Aktivismus im Spannungsverhältnis zu demokratisch legitimierter Entscheidungsfindung anhand der Lektüre von Knut Cordsens Essay: „Die Weltverbesserer – Wie viel Aktivismus verträgt unsere Gesellschaft“

Was für ein medialer Erfolg. Seit Tagen dominieren Initiativen der „Letzten Generation“ die nationalen und internationalen Medien. Die öffentliche Erregung über diverse Aktionen des Festklebens und Anschüttens auf den Straßen ebenso wie in Museen rund um den Globus könnte nicht größer sein. Zuletzt haben sich auch in Wien Klima-Aktivistinnen am Sockel eines Dinosaurier-Exponat festgeklebt und ein Bild von Gustav Klimt begossen, um ihren Forderungen nach unmittelbarer Durchsetzung einer „Überlebenspolitik“ Nachdruck zu verleihen. Das Nachrichtenmagazin profil widmet ihnen eine Titelgeschichte; sein Chefredakteur Christian Rainer verfasst dazu einen Leitartikel, in dem er die Aktivist*innen als Warner*innen vor dem völligen Kollaps gegen die herrschende Lethargie in Stellung bringt.

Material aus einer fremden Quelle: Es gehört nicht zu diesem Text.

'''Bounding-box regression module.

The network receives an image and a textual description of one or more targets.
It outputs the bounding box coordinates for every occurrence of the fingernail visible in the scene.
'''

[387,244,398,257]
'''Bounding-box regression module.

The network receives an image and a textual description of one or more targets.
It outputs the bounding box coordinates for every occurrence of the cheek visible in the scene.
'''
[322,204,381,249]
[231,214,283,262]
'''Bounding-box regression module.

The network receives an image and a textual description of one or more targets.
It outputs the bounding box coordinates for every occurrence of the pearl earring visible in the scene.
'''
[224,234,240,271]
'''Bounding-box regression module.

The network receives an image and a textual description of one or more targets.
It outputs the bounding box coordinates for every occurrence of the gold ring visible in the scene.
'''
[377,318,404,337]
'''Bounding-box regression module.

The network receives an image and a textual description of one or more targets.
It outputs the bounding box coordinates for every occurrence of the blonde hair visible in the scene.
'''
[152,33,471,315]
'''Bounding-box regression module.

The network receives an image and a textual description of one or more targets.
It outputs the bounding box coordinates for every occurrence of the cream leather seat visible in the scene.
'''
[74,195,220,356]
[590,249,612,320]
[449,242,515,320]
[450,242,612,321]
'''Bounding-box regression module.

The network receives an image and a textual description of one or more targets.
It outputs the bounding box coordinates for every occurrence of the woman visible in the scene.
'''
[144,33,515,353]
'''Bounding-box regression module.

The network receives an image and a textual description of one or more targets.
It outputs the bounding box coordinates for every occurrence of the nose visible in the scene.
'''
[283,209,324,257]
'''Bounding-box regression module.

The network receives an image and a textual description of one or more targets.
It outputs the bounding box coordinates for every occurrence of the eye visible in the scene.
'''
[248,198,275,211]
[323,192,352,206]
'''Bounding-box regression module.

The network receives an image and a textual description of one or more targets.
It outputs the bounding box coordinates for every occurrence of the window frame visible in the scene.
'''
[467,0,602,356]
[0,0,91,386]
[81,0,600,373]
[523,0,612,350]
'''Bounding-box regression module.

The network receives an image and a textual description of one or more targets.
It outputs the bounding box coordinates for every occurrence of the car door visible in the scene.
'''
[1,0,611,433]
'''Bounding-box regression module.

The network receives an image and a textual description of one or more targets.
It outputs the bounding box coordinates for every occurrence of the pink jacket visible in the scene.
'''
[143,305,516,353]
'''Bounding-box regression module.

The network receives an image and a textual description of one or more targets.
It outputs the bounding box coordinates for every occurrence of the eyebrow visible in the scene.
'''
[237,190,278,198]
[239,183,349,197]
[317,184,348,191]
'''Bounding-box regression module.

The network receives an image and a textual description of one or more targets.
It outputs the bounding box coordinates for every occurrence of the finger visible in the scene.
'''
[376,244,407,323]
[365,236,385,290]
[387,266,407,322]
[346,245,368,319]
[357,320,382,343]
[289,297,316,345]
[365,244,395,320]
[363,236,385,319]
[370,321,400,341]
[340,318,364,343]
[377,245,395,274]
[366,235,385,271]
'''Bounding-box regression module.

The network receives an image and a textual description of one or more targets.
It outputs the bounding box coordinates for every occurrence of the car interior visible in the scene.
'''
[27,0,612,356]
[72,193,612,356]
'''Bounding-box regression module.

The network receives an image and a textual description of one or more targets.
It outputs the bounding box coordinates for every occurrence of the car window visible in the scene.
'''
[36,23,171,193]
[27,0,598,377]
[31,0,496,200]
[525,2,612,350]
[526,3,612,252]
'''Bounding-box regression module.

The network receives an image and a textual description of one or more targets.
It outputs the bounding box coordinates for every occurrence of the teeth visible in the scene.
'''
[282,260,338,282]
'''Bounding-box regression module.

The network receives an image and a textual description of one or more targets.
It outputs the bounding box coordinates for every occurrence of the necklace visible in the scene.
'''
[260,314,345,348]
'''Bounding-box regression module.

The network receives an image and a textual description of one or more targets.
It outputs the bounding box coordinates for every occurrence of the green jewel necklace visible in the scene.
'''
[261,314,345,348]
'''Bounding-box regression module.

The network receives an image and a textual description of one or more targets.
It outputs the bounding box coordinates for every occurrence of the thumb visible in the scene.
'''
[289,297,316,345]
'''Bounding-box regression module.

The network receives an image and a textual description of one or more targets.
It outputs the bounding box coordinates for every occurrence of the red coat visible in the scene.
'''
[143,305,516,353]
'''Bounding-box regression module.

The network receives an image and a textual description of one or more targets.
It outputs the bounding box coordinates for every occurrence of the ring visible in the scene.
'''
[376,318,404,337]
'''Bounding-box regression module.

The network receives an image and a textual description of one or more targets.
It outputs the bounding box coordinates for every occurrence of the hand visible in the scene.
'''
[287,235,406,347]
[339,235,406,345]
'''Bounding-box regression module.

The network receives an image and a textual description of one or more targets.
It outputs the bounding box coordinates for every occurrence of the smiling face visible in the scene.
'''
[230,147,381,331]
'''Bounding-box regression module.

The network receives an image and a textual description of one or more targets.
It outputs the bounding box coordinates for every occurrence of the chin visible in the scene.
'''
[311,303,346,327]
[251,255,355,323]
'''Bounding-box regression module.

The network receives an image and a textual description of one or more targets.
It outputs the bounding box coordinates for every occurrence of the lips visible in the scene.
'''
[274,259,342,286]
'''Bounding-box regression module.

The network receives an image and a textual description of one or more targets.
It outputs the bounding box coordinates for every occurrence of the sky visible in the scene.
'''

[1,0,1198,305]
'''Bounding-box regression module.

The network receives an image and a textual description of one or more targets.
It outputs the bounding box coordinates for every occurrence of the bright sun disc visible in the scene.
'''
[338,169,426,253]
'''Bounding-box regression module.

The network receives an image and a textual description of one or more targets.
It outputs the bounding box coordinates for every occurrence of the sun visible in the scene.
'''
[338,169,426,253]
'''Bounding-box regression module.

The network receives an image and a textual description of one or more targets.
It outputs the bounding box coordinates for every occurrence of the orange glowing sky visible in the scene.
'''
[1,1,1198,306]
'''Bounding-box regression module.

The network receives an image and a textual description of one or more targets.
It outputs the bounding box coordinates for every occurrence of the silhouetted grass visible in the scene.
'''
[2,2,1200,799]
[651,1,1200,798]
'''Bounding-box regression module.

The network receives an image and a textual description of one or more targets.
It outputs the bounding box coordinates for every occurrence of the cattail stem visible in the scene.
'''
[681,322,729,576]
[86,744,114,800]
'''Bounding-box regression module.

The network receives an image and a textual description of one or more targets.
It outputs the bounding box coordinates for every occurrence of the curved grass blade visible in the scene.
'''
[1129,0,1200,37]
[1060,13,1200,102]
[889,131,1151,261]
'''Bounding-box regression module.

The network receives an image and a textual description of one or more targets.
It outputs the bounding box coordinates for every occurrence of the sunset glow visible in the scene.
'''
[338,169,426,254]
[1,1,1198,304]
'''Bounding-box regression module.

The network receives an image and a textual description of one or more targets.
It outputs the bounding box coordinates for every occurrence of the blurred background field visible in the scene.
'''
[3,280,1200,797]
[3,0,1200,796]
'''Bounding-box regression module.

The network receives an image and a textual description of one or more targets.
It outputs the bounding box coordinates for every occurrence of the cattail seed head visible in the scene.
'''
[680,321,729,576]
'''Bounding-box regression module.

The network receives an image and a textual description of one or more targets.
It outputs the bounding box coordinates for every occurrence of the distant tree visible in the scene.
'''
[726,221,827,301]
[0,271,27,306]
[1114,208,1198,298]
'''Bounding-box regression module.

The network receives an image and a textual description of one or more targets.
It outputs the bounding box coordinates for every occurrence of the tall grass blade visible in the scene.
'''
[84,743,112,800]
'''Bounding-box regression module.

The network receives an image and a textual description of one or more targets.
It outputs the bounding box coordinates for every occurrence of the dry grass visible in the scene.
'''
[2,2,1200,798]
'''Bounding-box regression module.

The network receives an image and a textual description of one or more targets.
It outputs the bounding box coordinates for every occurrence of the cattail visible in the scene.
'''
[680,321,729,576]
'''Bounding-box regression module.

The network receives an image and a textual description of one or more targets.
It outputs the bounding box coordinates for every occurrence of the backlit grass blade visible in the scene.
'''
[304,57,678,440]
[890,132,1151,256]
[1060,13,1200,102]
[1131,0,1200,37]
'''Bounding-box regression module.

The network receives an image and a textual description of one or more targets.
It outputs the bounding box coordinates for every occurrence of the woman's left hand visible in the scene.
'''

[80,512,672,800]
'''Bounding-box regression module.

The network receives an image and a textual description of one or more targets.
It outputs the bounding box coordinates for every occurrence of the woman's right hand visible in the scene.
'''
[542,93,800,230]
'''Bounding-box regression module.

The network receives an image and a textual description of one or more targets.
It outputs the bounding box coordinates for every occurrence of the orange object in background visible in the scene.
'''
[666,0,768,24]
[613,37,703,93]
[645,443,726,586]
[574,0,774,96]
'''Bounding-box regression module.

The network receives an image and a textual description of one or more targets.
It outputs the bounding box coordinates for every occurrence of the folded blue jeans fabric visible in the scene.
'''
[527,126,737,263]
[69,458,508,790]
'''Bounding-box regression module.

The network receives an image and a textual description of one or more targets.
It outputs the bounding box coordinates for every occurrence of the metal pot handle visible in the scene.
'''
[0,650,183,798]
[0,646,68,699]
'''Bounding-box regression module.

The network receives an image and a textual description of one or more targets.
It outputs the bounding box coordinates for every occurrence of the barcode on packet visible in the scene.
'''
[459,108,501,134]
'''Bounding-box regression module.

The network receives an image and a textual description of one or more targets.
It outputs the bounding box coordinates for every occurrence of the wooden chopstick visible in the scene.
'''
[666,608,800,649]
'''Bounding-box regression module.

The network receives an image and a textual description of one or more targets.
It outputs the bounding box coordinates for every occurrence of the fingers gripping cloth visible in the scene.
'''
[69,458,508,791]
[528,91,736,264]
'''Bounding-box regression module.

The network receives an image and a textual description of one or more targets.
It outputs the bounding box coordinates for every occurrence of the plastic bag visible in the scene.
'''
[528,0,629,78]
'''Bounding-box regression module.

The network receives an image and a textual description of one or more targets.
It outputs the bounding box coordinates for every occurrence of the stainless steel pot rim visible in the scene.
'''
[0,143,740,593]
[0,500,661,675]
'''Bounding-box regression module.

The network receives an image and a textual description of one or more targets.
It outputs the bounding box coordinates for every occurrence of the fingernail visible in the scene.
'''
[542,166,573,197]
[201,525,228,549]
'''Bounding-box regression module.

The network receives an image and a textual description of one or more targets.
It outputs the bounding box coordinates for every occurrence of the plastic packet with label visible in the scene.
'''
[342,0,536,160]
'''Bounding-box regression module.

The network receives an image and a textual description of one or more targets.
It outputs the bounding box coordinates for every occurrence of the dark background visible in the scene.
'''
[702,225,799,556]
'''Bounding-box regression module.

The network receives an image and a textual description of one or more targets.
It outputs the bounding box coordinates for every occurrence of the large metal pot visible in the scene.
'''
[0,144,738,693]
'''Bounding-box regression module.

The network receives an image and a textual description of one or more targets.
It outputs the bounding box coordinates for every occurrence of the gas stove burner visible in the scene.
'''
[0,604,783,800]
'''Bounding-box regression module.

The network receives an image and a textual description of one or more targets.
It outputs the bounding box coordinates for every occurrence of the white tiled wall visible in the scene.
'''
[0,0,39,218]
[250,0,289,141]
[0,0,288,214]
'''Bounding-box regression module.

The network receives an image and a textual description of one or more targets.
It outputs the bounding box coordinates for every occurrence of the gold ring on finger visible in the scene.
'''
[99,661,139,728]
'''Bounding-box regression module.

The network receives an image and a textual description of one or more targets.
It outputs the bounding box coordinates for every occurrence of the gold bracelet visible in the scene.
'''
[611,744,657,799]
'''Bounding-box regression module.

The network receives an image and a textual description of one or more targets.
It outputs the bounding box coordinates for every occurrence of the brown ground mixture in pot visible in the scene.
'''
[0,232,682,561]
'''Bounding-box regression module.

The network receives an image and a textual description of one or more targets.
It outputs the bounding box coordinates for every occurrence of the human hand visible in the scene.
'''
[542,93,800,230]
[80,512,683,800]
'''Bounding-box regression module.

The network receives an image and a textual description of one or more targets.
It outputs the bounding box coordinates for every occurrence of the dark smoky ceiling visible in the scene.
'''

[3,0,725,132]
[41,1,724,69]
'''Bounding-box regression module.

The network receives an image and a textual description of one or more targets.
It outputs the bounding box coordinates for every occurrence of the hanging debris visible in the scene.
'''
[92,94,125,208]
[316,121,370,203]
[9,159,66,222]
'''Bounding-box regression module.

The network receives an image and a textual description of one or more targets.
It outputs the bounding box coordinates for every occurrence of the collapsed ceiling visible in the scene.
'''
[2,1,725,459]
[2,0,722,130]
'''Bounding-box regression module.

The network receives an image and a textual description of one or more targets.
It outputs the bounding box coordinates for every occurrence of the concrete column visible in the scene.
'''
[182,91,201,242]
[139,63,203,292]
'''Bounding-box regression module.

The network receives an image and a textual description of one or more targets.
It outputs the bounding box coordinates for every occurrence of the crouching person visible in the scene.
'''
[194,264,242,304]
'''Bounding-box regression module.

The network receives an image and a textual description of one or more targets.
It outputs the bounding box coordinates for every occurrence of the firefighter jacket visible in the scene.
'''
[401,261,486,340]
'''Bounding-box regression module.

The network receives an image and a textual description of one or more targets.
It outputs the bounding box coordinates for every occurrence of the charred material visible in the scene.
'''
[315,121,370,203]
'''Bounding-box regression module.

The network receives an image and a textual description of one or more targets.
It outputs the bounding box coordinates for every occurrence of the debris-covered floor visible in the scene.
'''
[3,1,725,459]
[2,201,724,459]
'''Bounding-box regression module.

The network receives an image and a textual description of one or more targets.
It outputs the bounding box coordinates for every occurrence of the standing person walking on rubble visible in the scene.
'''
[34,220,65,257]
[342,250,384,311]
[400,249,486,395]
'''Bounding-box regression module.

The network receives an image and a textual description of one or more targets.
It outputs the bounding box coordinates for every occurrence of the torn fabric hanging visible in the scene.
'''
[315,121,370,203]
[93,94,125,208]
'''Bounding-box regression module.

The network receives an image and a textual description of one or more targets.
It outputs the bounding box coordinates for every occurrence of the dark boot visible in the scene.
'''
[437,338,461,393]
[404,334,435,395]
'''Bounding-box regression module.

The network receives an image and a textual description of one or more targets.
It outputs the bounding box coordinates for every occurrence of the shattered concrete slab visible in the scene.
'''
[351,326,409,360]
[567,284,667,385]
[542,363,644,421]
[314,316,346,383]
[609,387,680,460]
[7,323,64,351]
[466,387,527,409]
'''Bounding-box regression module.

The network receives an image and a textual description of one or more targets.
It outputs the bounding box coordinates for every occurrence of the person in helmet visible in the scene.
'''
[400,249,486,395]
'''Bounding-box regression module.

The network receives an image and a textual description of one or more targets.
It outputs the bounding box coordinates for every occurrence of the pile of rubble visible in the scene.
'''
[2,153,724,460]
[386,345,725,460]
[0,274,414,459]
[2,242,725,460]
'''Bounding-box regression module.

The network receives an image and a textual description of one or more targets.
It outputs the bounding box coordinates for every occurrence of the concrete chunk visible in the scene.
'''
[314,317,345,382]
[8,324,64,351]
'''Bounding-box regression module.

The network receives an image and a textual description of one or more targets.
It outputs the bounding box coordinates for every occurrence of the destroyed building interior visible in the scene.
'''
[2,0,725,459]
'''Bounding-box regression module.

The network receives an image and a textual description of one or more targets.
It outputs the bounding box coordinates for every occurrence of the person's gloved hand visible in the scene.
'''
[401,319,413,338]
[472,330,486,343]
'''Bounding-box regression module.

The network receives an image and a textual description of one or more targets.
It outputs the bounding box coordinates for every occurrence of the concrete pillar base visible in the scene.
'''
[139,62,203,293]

Ein besonderer Aufmerksamkeitswert kommt dabei „Artivisten“ zu, die versuchen, museale Kunstwerke zum Ausgangspunkt ihrer Öffentlichkeitsarbeit zu machen und damit für eine kontroversielle Diskussion weit über die traditionellen Museumsbesucher*innen hinaus zu sorgen.

Ganz offensichtlich haben wir es angesichts der drohenden Erderwärmung mit einer Neuauflage aktivistischer Inszenierungen zu tun, deren Betreiber*innen den Glauben an mühsame Rituale etablierter Aushandlungs- und Entscheidungsprozesse verloren haben. Sie möchte stattdessen das Geschehen möglichst direkt und unmittelbar zu beeinflussen und damit rasche Wirkungen zu erzielen.

Dort, wo Aktivist*innen antreten, um das gesellschaftliche Bewusstsein wachzurütteln, kommt es notwendig zu einer Polarisierung: Während die einen (in der Regel von den geforderten Veränderungen weniger Betroffenen) Verständnis für ihre Anliegen zeigen, sehen die anderen, die sich in der Ausübung ihrer Freiheiten zumindest behindert fühlen, einen Bruch der gesellschaftlichen Ordnung, der staatlich mit voller Härte sanktioniert werden muss.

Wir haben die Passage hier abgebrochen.